Tunceli, Turkey - Remote and poor, Tunceli has all the ingredients of a typical rural town in eastern Turkey, except that Tunceli is anything but typical.
Women here do not wear kerchiefs. The central mosque remains empty even on Fridays. Local politics has a Cold War feel about it, dominated by a medley of communists and socialists -- political groups that are marginal elsewhere in Turkey.
The key to Tunceli's oddness lies in the identity of its people. Like perhaps 20 percent of Turks, they are not Sunni Muslims, but Alevi -- members of a sect distantly related to Shi'ites.
Not that their place of worship on the town's outskirts in any way resembles the mosques of neighboring Shi'ite Iran.
Men, women and children attend the Thursday meeting at the "cemevi," an Alevi place of worship that is not considered a mosque.
There is music and stylized circular dancing. The ceremony ends with the religious leader, in tears, describing the death of Imam Hussein, the grandson of the prophet Muhammad, at the hands of a Sunni caliph.
Onlookers sob, and a woman hands out handkerchiefs.
Persecuted under the Ottoman Empire, most Alevis remain loyal to Mustafa Kemal Ataturk's secularist revolution of the 1920s. But they have long had doubts about the nature of Turkey's secularism, and those doubts are beginning to be converted into action.
Tunceli journalist Haydar Toprakci ascribes Alevi activism to the 2002 election victory of the Justice and Development Party (or AKP, in its Turkish initials), a party of religious Sunnis.

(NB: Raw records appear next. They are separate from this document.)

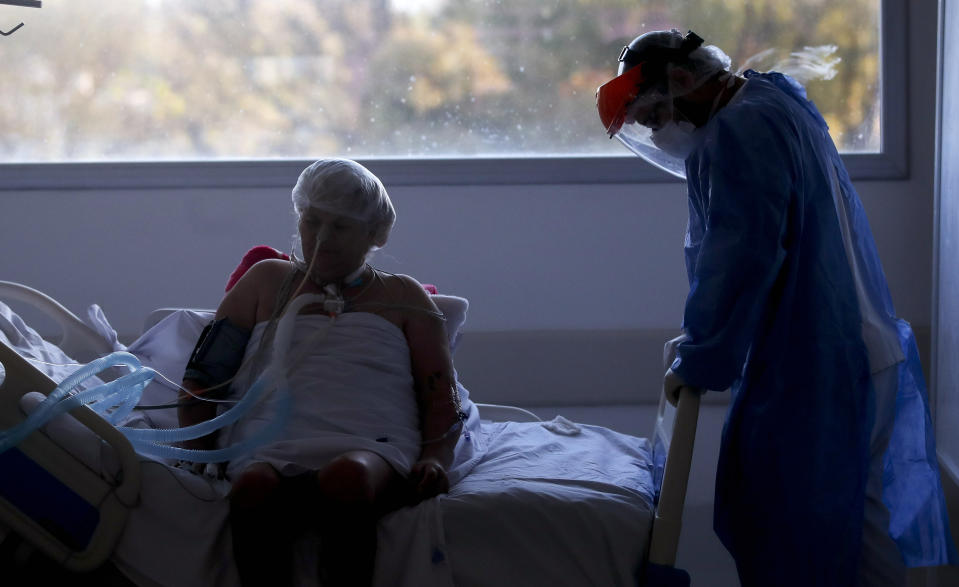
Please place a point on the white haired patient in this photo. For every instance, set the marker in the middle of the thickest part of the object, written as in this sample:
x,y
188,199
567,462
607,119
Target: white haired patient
x,y
375,415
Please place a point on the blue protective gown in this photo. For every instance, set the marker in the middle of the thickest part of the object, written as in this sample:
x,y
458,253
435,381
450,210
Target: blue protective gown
x,y
772,314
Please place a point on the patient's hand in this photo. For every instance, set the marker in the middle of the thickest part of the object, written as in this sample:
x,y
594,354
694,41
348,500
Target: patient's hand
x,y
427,479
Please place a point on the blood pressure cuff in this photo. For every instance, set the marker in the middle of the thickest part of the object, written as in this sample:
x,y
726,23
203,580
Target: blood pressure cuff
x,y
218,354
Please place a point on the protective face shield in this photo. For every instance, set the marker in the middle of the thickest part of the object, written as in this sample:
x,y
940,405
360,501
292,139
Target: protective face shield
x,y
641,98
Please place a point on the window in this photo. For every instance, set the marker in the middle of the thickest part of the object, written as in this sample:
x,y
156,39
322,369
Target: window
x,y
254,83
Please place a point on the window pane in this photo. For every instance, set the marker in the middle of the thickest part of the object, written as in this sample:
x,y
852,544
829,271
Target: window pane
x,y
96,80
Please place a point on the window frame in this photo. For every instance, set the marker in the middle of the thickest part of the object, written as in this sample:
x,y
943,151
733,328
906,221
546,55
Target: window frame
x,y
890,163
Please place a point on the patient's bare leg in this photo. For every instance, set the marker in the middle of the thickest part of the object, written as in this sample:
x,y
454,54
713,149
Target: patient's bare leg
x,y
356,489
262,538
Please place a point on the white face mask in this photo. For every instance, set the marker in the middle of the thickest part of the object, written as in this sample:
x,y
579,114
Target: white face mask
x,y
675,138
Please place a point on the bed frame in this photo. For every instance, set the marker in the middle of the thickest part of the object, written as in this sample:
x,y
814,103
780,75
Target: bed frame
x,y
672,441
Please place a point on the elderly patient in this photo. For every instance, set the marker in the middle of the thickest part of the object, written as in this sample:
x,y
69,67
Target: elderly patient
x,y
374,420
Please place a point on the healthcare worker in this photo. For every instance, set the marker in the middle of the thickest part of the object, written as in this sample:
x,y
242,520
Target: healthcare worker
x,y
827,471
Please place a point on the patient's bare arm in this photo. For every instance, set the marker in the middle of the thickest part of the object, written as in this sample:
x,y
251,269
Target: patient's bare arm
x,y
435,394
239,307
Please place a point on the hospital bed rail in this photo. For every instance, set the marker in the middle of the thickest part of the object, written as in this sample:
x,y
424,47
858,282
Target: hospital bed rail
x,y
48,496
672,440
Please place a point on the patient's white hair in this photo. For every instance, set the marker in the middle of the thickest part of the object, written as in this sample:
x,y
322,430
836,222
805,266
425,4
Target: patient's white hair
x,y
344,187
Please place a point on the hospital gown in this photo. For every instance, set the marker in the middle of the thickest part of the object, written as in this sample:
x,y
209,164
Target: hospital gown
x,y
795,327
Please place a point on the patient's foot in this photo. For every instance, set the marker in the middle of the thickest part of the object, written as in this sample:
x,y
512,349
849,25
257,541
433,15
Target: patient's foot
x,y
254,485
261,539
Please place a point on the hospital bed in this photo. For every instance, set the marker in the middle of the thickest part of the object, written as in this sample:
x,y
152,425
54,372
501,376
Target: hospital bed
x,y
553,502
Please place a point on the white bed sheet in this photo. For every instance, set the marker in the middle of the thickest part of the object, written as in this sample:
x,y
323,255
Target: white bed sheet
x,y
547,504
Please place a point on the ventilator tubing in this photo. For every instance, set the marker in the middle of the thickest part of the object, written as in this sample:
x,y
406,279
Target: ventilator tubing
x,y
115,400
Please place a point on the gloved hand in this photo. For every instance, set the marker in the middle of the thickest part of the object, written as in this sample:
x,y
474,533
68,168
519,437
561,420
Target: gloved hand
x,y
669,349
672,383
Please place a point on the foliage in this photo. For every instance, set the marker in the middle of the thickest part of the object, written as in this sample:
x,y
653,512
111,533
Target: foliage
x,y
183,79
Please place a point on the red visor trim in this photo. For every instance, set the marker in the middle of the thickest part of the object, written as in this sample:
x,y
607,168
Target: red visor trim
x,y
614,96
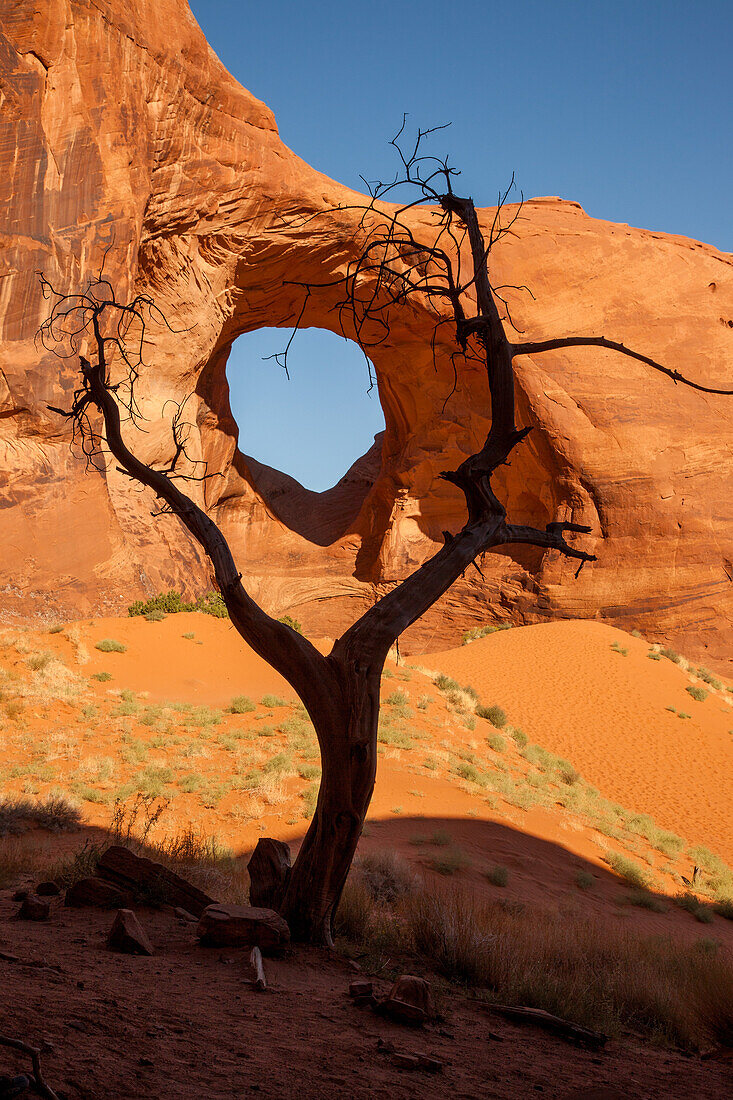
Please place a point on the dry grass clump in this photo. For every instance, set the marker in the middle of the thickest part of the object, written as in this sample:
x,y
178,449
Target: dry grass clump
x,y
590,971
55,813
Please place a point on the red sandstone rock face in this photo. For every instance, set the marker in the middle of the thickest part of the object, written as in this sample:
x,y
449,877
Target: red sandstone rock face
x,y
121,131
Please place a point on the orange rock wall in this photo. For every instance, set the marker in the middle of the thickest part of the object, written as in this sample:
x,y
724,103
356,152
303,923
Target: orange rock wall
x,y
121,133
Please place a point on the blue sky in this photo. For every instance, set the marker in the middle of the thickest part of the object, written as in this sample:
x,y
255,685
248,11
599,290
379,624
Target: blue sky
x,y
624,107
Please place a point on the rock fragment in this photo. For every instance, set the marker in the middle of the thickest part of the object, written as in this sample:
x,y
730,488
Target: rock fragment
x,y
128,936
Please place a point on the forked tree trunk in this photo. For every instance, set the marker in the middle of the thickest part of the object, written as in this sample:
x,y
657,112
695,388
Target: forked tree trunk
x,y
341,691
347,735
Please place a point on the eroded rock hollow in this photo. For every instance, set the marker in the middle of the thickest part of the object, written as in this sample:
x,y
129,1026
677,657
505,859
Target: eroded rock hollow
x,y
122,134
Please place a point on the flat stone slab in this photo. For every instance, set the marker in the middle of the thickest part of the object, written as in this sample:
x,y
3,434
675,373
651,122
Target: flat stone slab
x,y
128,936
131,872
242,926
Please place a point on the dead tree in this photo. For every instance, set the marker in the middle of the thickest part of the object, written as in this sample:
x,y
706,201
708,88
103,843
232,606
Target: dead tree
x,y
448,270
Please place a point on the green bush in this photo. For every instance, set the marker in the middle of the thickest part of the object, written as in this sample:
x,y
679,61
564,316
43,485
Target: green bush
x,y
173,603
110,646
241,704
493,714
271,701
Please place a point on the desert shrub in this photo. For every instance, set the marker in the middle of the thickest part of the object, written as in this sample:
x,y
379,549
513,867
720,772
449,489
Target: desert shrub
x,y
271,701
498,876
165,603
54,813
471,773
626,869
518,736
294,625
309,795
446,683
386,876
493,714
695,906
709,678
241,704
449,861
645,900
279,765
590,971
708,860
190,783
37,662
110,646
566,771
496,743
539,757
482,631
392,735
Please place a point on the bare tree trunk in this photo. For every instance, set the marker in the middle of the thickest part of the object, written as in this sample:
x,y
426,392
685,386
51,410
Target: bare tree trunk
x,y
347,736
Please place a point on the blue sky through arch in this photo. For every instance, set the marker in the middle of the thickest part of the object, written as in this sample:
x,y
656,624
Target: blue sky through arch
x,y
314,426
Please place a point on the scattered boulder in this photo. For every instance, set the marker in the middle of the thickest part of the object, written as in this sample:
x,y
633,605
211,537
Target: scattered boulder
x,y
405,1060
128,936
34,909
184,915
47,889
11,1087
97,893
269,869
242,926
153,881
409,1001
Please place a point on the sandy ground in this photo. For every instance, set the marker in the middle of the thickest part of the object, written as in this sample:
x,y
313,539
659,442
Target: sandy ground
x,y
184,1023
567,688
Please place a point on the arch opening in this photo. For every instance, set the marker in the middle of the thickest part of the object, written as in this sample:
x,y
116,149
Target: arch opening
x,y
313,426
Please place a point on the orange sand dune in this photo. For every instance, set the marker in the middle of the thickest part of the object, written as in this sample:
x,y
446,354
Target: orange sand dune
x,y
567,688
209,669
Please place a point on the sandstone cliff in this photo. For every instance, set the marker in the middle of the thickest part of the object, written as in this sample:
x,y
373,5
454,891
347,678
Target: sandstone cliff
x,y
121,132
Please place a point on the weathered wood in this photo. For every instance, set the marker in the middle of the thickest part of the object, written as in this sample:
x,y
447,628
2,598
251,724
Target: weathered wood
x,y
548,1022
260,981
242,926
134,873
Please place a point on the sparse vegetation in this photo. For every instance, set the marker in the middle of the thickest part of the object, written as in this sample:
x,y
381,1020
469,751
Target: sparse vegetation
x,y
241,704
626,869
493,714
590,971
498,876
110,646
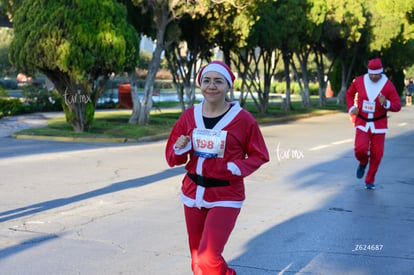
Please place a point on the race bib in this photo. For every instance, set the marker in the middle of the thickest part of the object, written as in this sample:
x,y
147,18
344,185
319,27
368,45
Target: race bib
x,y
209,143
368,107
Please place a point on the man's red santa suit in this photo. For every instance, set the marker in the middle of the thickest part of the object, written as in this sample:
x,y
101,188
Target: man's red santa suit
x,y
364,98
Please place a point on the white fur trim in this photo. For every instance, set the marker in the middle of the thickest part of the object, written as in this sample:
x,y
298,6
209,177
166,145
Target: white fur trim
x,y
213,67
378,71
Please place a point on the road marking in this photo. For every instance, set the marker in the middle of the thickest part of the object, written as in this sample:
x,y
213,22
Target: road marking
x,y
331,144
319,147
343,141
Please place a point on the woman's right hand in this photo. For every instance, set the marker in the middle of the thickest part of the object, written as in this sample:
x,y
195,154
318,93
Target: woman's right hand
x,y
182,141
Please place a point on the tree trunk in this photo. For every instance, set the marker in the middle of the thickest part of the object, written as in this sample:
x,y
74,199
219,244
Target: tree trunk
x,y
286,105
136,105
146,103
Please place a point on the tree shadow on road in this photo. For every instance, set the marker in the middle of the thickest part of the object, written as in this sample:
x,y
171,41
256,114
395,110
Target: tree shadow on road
x,y
115,187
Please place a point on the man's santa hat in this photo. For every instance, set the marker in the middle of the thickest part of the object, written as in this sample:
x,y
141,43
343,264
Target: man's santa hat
x,y
375,66
219,67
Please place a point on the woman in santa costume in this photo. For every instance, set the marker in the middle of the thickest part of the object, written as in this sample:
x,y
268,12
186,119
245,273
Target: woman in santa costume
x,y
369,98
220,143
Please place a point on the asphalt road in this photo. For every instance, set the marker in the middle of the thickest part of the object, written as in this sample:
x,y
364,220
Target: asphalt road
x,y
86,208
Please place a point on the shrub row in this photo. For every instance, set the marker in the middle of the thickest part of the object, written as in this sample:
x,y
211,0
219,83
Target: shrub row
x,y
11,106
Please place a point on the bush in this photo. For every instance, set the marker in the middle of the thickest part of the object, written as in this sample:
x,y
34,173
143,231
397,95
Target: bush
x,y
11,106
3,92
42,100
9,84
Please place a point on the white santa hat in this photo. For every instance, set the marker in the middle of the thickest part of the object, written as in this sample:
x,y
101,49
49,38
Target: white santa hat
x,y
219,67
375,66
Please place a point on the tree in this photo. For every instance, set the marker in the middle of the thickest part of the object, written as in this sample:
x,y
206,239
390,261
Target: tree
x,y
262,54
184,56
77,45
164,13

"Every one of the AKP's 360-odd members of parliament is a Sunni," he observed, adding: "It's the Alevis, not the Kurds, who are Turkey's true second-class citizens."
The same attitude spurred Izzettin Dogan, head of Turkey's most influential Alevi group, to take the Education Ministry to court in December over obligatory religious classes in school, which he says teach only Sunni Islam.
"We had no choice," he said. "At least we could talk to previous governments. With the present government, all contact has been lost."
Individual Alevis have taken their complaints further. The European Court of Human Rights is scheduled to rule on a case brought by parents demanding that their children be excused from religious education. In a landmark decision last month, a Turkish court ruled in favor of parents with a similar demand.
"The thought of going to court didn't occur to me until one Ramadan, when the religious teacher began insisting all Muslims should fast," Hatice Kose told the Turkish daily Radikal. "My son said that because everybody else in the class was fasting, he would, too."
Unlike Shi'ites and Sunnis, Alevis fast at observances other than Ramadan.
In an apparent effort to stave off further legal challenges, Education Minister Huseyin Celik announced in February that the curriculum had been changed to include a discussion of Alevi beliefs.
The move leaves Alevis, who say they were not consulted, unconvinced. In any case, their main grievance lies elsewhere, with the Diyanet, the powerful state foundation of religious affairs.
"Every belief group is our partner," said Diyanet leader Ali Bardakoglu, who is responsible for maintaining Turkey's 80,000 mosques and monitoring their state-employed preachers.
But then he argues that Alevis are actually Sunni. "It's not that we are opposed to cemevis," he said, "but they are not an alternative to mosques. Alevis can have their semah [ritual dances], but they should fast, too."
It's an attitude that inspires bitter irony in Tunceli schoolteacher Nuriye Bagriyanik.
Alevis are particularly irked that the state denies them the right to describe their cemevis as places of worship. The few cemevis there owe their existence to private donations. Sunni mosques and preachers, meanwhile, are funded by the state.
"Why should the taxes I pay be used to build buildings I'll never use," asked Tunceli shopkeeper Murat Polat.
Like the European Union's representative for Turkey, Hansjoerg Kretschmer, who argued in January that the Diyanet "has no place in a secular country," Mr. Polat wants to see the agency abolished.
Arif Kuyumcu, a frequent worshipper at Karacaahmet Sultan, an Istanbul cemevi, said, "Funding yourself guarantees independence. If Turkey stopped using public money to pay for mosques, I swear the number [of mosques] would drop."